Ken Blackwell, writing on the Huffington Post:
As a candidate, Barack Obama wowed the world. He went to Berlin and gave a speech at their victory monument. It was a curious venue for such a speech. But a million Germans came out to hear him. It was a phenomenal scene. No one remembers what he said there, but it was quite a show. A year later, when he returned to the continent, as president, he spoke at Normandy. No one can quite recall what Obama said, but everyone remembers what Newsweek’s Evan Thomas said: “I mean in a way Obama’s standing above the country, above — above the world, he’s sort of God.”
If you are hailed as a “sort of God,” it’s no wonder that your head gets turned. You don’t want to seem puffed up, or succumb to the sin of pride. So you start apologizing. Not for yourself, but for your country. America has been arrogant, you tell the world. America has tried to go it alone. America has not sufficiently respected the rest of the world. And you bow. You bow a lot.
Defense policy expert Alexander Golts, writing in the Moscow Times:
As they say in Italy, a little fish is better than a big cockroach. This also applies to the New START agreement that Presidents Barack Obama and Dmitry Medvedev signed Thursday. Despite all the hyped-up rhetoric that the treaty is “historic,” in the end the nuclear arsenals of both sides will be reduced by only 100 to 200 deployed warheads.

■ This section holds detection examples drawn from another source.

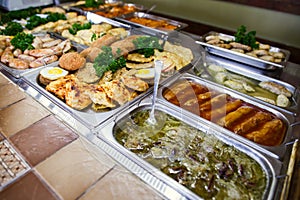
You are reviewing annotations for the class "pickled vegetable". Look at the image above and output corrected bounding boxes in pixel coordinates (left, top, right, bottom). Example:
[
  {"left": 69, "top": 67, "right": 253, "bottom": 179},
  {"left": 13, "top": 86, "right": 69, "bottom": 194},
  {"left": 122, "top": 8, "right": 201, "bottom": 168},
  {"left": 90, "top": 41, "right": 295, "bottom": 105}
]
[{"left": 114, "top": 110, "right": 267, "bottom": 200}]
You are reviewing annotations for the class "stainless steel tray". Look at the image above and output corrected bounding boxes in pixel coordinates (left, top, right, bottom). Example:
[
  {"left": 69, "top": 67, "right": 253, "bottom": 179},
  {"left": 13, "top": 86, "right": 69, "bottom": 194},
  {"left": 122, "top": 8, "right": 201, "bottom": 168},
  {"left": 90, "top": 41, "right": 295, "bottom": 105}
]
[
  {"left": 0, "top": 32, "right": 82, "bottom": 78},
  {"left": 116, "top": 12, "right": 188, "bottom": 33},
  {"left": 23, "top": 32, "right": 204, "bottom": 129},
  {"left": 97, "top": 98, "right": 282, "bottom": 199},
  {"left": 158, "top": 73, "right": 296, "bottom": 160},
  {"left": 197, "top": 31, "right": 290, "bottom": 70},
  {"left": 190, "top": 55, "right": 300, "bottom": 117}
]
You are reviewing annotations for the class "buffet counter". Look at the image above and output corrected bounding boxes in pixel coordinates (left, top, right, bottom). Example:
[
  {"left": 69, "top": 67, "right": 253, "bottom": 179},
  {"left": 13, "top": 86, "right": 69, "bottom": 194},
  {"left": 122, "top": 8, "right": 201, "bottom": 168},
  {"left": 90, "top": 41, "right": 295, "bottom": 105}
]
[{"left": 0, "top": 2, "right": 300, "bottom": 200}]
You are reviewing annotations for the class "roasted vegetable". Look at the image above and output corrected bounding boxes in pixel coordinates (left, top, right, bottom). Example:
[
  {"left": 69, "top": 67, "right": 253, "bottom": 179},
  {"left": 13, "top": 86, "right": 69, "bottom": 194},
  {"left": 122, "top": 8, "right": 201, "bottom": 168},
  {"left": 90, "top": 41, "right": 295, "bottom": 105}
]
[
  {"left": 46, "top": 13, "right": 67, "bottom": 22},
  {"left": 94, "top": 46, "right": 126, "bottom": 77},
  {"left": 234, "top": 25, "right": 259, "bottom": 49},
  {"left": 25, "top": 15, "right": 47, "bottom": 30},
  {"left": 69, "top": 22, "right": 92, "bottom": 35},
  {"left": 114, "top": 110, "right": 267, "bottom": 200},
  {"left": 11, "top": 32, "right": 34, "bottom": 51},
  {"left": 133, "top": 36, "right": 163, "bottom": 58},
  {"left": 0, "top": 22, "right": 23, "bottom": 36}
]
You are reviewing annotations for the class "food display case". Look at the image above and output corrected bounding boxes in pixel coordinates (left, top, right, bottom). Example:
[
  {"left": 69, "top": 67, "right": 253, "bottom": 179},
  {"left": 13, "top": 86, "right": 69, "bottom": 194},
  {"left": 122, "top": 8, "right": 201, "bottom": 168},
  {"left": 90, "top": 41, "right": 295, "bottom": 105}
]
[{"left": 0, "top": 1, "right": 300, "bottom": 199}]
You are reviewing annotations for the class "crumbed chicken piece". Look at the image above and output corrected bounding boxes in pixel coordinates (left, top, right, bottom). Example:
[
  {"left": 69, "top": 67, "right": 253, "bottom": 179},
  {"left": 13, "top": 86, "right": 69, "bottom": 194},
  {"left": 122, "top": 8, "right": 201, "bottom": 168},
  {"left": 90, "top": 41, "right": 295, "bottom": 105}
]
[
  {"left": 245, "top": 119, "right": 285, "bottom": 146},
  {"left": 46, "top": 74, "right": 76, "bottom": 100},
  {"left": 88, "top": 85, "right": 116, "bottom": 109},
  {"left": 65, "top": 79, "right": 92, "bottom": 110},
  {"left": 218, "top": 106, "right": 254, "bottom": 128},
  {"left": 163, "top": 81, "right": 192, "bottom": 101},
  {"left": 121, "top": 75, "right": 149, "bottom": 92},
  {"left": 101, "top": 80, "right": 131, "bottom": 105}
]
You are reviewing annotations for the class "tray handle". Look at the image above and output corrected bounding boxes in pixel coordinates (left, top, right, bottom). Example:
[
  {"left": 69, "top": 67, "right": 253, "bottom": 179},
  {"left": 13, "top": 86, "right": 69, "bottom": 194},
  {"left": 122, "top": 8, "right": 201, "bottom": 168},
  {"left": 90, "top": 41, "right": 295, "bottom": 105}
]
[{"left": 280, "top": 139, "right": 299, "bottom": 200}]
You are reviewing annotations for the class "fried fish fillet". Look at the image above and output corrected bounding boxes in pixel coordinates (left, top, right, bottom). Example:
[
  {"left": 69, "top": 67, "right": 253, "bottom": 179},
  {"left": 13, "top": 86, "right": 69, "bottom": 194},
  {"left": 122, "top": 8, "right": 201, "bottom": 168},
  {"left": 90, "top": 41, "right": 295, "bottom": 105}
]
[
  {"left": 46, "top": 74, "right": 76, "bottom": 100},
  {"left": 233, "top": 112, "right": 272, "bottom": 135},
  {"left": 121, "top": 75, "right": 149, "bottom": 92},
  {"left": 65, "top": 80, "right": 92, "bottom": 110},
  {"left": 245, "top": 119, "right": 285, "bottom": 146}
]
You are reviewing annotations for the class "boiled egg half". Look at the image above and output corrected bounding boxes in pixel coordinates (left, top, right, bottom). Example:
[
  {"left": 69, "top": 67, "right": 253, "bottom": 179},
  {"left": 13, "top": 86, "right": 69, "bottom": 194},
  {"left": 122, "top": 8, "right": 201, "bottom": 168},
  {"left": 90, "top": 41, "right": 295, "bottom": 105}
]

Unlike other treaties between the two countries that were truly historic — such as the 1987 Intermediate-Range Nuclear Forces Treaty in which an entire category of weapons was destroyed — the only warheads that will be destroyed under the New START are those that will be decommissioned and were scheduled to be destroyed anyway. All other warheads exceeding the 1,550 limit imposed by the treaty will be stored in military warehouses.